At least 77 senior county officials from 15 counties were interviewed and all agreed that neither the national nor county governments show any readiness to handle the costs of immunisation independently once Gavi exits.

These vaccines cost about Sh36 billion every year but the government only provides Sh4 billion, being cost of freight and distribution. Treasury has previously failed to timely disburse co-financing payments to Gavi.

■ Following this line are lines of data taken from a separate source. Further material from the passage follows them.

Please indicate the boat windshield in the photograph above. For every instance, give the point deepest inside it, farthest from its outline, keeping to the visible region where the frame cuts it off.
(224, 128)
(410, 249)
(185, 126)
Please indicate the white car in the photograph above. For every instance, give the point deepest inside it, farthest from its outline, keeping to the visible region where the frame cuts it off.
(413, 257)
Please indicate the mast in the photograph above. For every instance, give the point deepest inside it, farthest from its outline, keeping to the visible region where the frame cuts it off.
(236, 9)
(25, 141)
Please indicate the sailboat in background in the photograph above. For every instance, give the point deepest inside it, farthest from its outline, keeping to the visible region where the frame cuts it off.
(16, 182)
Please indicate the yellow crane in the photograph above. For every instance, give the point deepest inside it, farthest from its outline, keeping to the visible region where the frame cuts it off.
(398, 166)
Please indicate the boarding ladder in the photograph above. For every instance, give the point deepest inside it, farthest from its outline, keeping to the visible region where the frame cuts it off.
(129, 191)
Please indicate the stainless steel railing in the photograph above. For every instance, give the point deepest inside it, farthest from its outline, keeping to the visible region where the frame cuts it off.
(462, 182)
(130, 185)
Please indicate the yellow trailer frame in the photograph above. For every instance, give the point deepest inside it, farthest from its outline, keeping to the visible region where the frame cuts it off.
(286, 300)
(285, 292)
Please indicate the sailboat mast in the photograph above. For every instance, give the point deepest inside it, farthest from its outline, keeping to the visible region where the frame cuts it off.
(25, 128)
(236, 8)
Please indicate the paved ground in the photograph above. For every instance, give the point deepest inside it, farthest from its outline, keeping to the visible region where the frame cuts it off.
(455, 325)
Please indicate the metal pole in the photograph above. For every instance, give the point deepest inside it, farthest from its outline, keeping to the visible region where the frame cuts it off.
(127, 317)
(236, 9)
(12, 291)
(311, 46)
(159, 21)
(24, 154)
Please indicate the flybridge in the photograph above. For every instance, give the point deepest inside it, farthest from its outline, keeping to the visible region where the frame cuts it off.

Earlier last year, the country experienced stockouts, which former Health Cabinet Secretary, Susan Nakhumicha attributed it to outstanding claims of unpaid funds for distribution. The government owed the supplier between Sh1.5 billion and Sh2 billion. “Vaccines should be accommodated in the national annual budget. I think they should factor it in the national budget because it needs a huge sum of money,” said one county official.

The study, “Are we ready to transition from the Global Alliance for Vaccines and Immunization support? Perceptions from 15 Kenyan counties”, was published in the Pan African Medical Journal.